Haifu’s case was rejected by two lower-level courts – the Lanzhou Intermediate People’s Court and the Gansu Provincial High People’s Court – before the appeal reached the PRC Supreme Court in May. In November, the Supreme Court overruled the decisions of the lower courts, judging the VAM legally valid.

“There has been a big cloud over profit guarantees in onshore investments, as it was not clear whether they were enforceable,” said Marcia Ellis, partner at Ropes & Gray. Now, however, that cloud has largely lifted, and some kind of investment protection will be defensible (though not binding) under this new ruling, she said.

The ruling does not explicitly permit put options, as the issue was not raised. However, “given the reasoning of the Supreme Court in the Haifu case, such IPO-related put option could be deemed valid by the court as such put option is between shareholders,” according to the report.

The major qualification to VAMs in onshore investments is that they are only valid between shareholders, said Ellis.
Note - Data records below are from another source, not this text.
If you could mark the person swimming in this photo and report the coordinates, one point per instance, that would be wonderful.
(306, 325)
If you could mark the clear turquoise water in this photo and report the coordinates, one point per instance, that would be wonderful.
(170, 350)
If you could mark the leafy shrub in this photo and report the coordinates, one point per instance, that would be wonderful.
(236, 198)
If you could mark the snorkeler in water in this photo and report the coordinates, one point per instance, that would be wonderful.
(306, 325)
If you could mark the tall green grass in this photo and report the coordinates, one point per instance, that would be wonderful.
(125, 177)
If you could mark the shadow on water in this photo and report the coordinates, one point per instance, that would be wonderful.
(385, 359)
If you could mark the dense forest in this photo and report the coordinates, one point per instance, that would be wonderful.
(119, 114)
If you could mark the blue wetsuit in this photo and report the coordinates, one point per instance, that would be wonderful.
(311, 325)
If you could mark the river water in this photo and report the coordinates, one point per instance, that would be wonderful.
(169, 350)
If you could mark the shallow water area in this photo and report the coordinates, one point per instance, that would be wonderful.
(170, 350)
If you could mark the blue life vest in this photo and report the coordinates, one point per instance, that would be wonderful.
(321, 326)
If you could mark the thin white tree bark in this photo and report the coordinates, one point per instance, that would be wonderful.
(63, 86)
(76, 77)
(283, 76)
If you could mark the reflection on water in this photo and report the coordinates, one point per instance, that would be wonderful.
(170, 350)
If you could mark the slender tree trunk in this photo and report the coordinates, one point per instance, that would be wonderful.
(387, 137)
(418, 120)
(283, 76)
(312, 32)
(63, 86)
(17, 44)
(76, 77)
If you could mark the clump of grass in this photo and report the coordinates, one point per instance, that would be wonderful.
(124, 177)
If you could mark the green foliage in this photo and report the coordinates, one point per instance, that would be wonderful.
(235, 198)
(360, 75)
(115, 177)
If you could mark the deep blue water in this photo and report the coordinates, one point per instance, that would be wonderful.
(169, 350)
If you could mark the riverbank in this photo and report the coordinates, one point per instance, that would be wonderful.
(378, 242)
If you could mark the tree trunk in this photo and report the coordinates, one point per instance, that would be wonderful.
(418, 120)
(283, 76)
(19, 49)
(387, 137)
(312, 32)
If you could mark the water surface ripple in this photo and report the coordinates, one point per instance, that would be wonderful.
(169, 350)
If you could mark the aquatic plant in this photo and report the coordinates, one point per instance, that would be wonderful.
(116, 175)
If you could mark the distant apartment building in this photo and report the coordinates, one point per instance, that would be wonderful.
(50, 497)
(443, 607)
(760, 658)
In other words, a private equity investor may only chase another shareholder (particularly the majority shareholder) for compensation, not the company itself. Ellis said this is the preferred outcome for private equity, as it is usually the majority shareholder that has cash.

Private equity investors are particularly happy that the Gansu court’s 2011 decision was overruled, Ellis said, because it treated Haifu’s investment as a “de facto loan”. Only when the Supreme Court rejected that view could the VAM arrangement be considered valid as a “contractual agreement between willing parties”, according to the report.

This ruling will allow private equity investments in China to continue more freely, Ellis said, as “not having a VAM option makes it much harder to get an investment through a [private equity] investment committee.” With the leverage provided by the ruling, “as long as [the investor] can negotiate a VAM in the document, there’s no reason not to have it,” Ellis said.

However, Ellis also believes this isn’t the end of this case. With the IPO market in China still chilled, there is a high likelihood that many private equity investments are going to miss their IPO deadline. Thus Ellis has no doubt China will see another court case related to put options specifically, but after this case it may not need to go up to the Supreme Court level, she said.